A rescheduled rally marking the anniversary of the Ukraine war drew a small group of Iranian demonstrators on Sunday as well.

People gather on the Art Museum steps Sunday, standing with Ukraine at a snowstorm-delayed rally marking the fourth anniversary of the Russian war on Ukraine.
People gather on the Art Museum steps Sunday, standing with Ukraine at a snowstorm-delayed rally marking the fourth anniversary of the Russian war on Ukraine.Read moreTom Gralish / Staff Photographer

About 100 people gathered on the steps of the Philadelphia Museum of Art on Sunday to stand with Ukraine, marking the recent fourth anniversary of the Russian war on the European nation.

“You don’t have to be Ukrainian to know what’s right and wrong,” said Iryna Mazur, 50, honorary consul of Ukraine in Philadelphia. “You don’t have to be Ukrainian to have a heart, and to stand for justice.”

The event also drew a second group: a small crowd of less than 10 people with a pre-Revolutionary Iranian flag stood alongside Ukraine supporters.
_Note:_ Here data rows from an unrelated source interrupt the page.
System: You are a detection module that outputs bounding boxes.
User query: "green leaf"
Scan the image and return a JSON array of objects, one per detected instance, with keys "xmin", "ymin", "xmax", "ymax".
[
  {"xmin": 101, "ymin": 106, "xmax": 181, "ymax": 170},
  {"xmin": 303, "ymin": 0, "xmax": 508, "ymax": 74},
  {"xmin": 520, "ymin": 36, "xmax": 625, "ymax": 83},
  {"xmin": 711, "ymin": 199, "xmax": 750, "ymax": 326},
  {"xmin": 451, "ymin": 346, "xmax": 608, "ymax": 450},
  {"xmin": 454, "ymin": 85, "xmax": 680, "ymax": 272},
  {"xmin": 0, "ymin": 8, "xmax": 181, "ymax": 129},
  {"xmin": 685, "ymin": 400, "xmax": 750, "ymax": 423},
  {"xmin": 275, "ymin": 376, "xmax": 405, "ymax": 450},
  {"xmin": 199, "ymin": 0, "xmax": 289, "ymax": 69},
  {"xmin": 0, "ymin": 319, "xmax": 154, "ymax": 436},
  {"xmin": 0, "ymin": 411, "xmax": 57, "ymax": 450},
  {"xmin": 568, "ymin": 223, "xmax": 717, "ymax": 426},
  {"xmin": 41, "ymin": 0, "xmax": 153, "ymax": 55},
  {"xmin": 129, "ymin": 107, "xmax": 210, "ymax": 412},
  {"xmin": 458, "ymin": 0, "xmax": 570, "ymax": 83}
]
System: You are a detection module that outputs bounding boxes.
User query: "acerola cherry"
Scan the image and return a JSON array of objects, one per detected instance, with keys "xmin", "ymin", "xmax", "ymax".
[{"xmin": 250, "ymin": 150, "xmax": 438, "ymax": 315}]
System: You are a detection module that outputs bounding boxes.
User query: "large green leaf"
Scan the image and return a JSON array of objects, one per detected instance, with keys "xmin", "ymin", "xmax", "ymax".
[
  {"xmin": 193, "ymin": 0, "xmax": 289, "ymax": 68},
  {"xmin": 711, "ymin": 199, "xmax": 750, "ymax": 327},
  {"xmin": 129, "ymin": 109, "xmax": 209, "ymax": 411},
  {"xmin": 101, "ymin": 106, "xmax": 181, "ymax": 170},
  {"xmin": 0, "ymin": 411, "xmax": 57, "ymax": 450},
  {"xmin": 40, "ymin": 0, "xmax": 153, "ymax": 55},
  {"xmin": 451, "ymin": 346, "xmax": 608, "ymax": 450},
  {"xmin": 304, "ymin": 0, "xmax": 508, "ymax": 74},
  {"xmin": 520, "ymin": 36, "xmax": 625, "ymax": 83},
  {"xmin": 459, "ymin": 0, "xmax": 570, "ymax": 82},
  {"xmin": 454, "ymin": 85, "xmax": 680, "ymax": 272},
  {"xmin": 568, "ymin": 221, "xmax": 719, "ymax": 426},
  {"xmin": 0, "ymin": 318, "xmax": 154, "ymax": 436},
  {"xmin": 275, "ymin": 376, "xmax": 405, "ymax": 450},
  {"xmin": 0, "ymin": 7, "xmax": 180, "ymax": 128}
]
While a joint protest had not been planned, Mazur expressed support for the Iranian demonstrators.

“What happened to the dictator in Iran should have happened a long time ago,” Mazur said.

Nazanin Saleh, 42, said she supported the attack on Iran’s supreme leader. She said she was getting ready for a birthday party when she got a notification that Ayatollah Ali Khamenei was dead.

After years of sorrow, she said felt hope for a motherland she hasn’t seen since 2016.

“There is hope now, to be able to have a democracy and be able to have basic human rights, to vote,” Saleh said, pausing. “There is hope to be able to live as a free woman.”

She said the U.S intervention was necessary for the future of her loved ones back home.

“This war isn’t against the people of Iran,” Saleh said. “It is against an Islamic regime that’s forcefully killing people and taking away their freedom.”

After more than an hour at the Art Museum, the group marched down Benjamin Franklin Parkway, cheering for drivers who waved in support as they passed by.